65 Kreative Ideen, wie Sie Ihre Mitarbeiter belohnen können
  • Markenkleidung / Design.
  • Spotify Premium- oder Apple Music-Abonnement.
  • Buch des Monats.
  • Wohltätige Spenden.
  • 7. “
  • Kaffee-Mitgliedschaften.
  • Festgelegtes "Spaß"-Budget.
  • Website oder Newsletter-Funktion 🚫💰
  • Weitere Einträge20.11.2020

    19. Wie erkenne ich einen guten Mitarbeiter?

    10 Merkmale, an denen man die besten Mitarbeiter:innen erkennt
  • Sie können auf Anerkennung und Belohnung warten.
  • Sie können Konflikte aushalten.
  • Sie fokussieren.
  • Sie sind auf vernünftige Art und Weise mutig.
  • Sie haben ihr Ego unter Kontrolle.
  • Sie wollen sich immer weiter verbessern.
  • Weitere Einträge09.04.2022

    20. Wie erkennt man einen guten Mitarbeiter?

    Was ein guter Mitarbeiter ist, weiß fast jeder: Er ist zuverlässig, arbeitet hart, besitzt Führungsqualitäten und ist ein Teamplayer.13.09.2020

    21. Was sind die besten Mitarbeiter?

    Es sind vor allem jene, die sich durch Förderung und Weiterentwicklung, durch das Fördern von Talenten und durch Leistungsziele motivieren lassen, also Mitarbeiter mit intrinsischer Motivation. Damit werden auch wichtige Ziele der Mitarbeitermotivation wie Leistung und Produktivität angepeilt.04.05.2021

    22. Was ist schwierig an schwierigen Mitarbeitern?

    Schwierige Mitarbeiter sind oft respektlose Mitarbeiter Wenn Mitarbeiter respektlos gegenüber Vorgesetzten sind, kann sie das aus deren Sicht schwierig machen. Der Mitarbeiter akzeptiert dann häufig den Vorgesetzten nicht – und scheut sich auch nicht, das deutlich zu zeigen.

    23. Wie erkennt man unzufriedene Mitarbeiter?

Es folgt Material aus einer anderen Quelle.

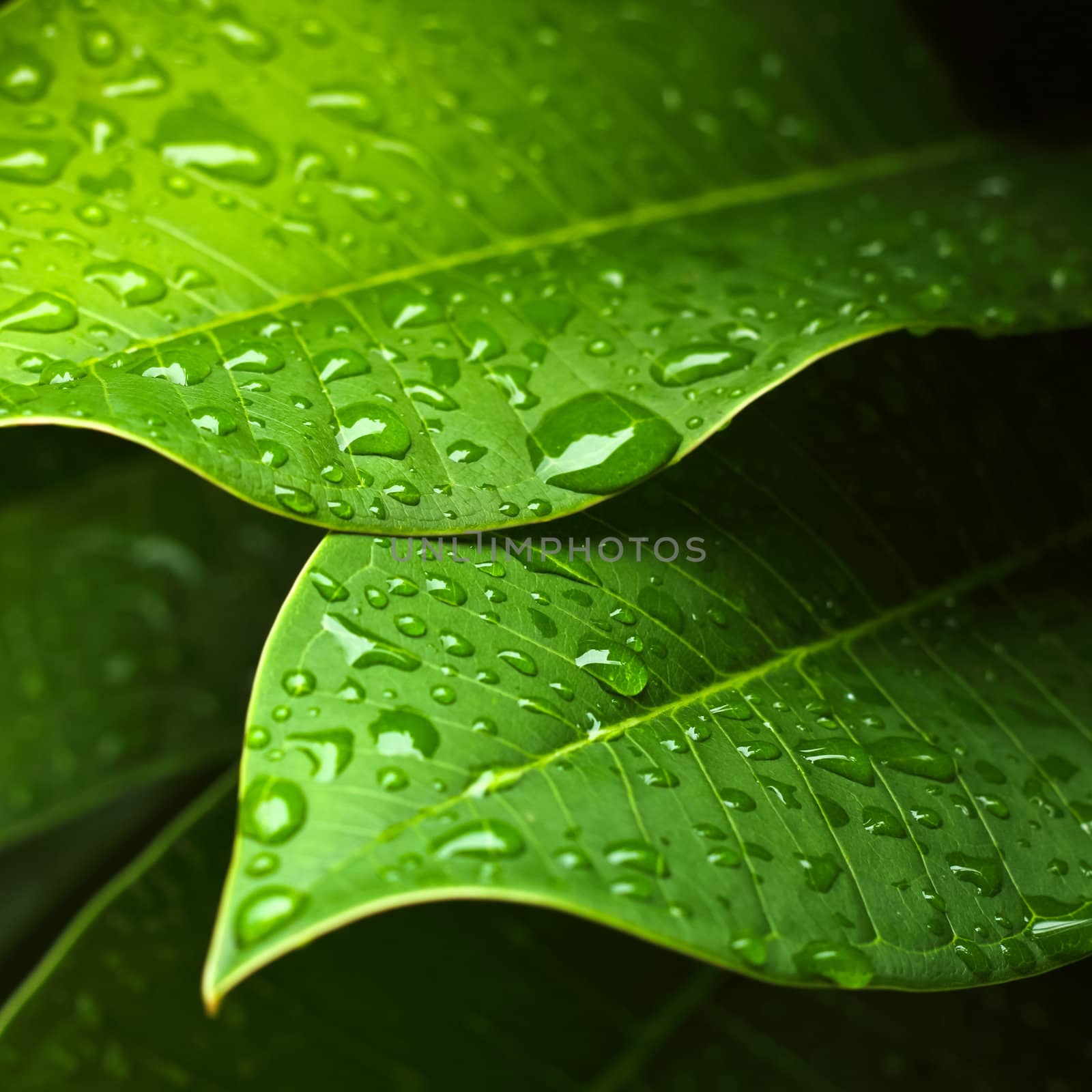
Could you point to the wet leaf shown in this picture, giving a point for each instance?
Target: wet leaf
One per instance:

    Anzeichen beachten und unzufriedene Mitarbeiter erkennen meckert viel und zeigt sich permanent unzufrieden. fällt mit negativen Kommentaren gegenüber Kollegen und Führungskräften auf. verbreitet eine schlechte Stimmung im Team. trägt keine konstruktiven Vorschläge bei und verhält sich destruktiv.22.10.2020

    24. Wie steigere ich die Motivation der Mitarbeiter?

    Man kann Mitarbeiter motivieren, indem man sie antreibt, gute Leistungen zu bringen.Generelle Wege Mitarbeiter zu motivieren
  • Zeigen Sie Interesse.
  • Wertschätzen Sie.
  • Bitten Sie um Rat.
  • Zeigen Sie Dankbarkeit.
  • Revanchieren Sie sich.
  • Überraschen Sie.
  • Suchen Sie ein gemeinsames Ziel.
  • Seien Sie sich treu.
  • Weitere Einträge

    25. Was ist wichtig für Mitarbeiter?

    In einer aktuellen Studie der ZEIT nannten über 80 Prozent der befragten Arbeitnehmer als wichtigsten Aspekt ihrer Arbeit, sich dort wohlzufühlen.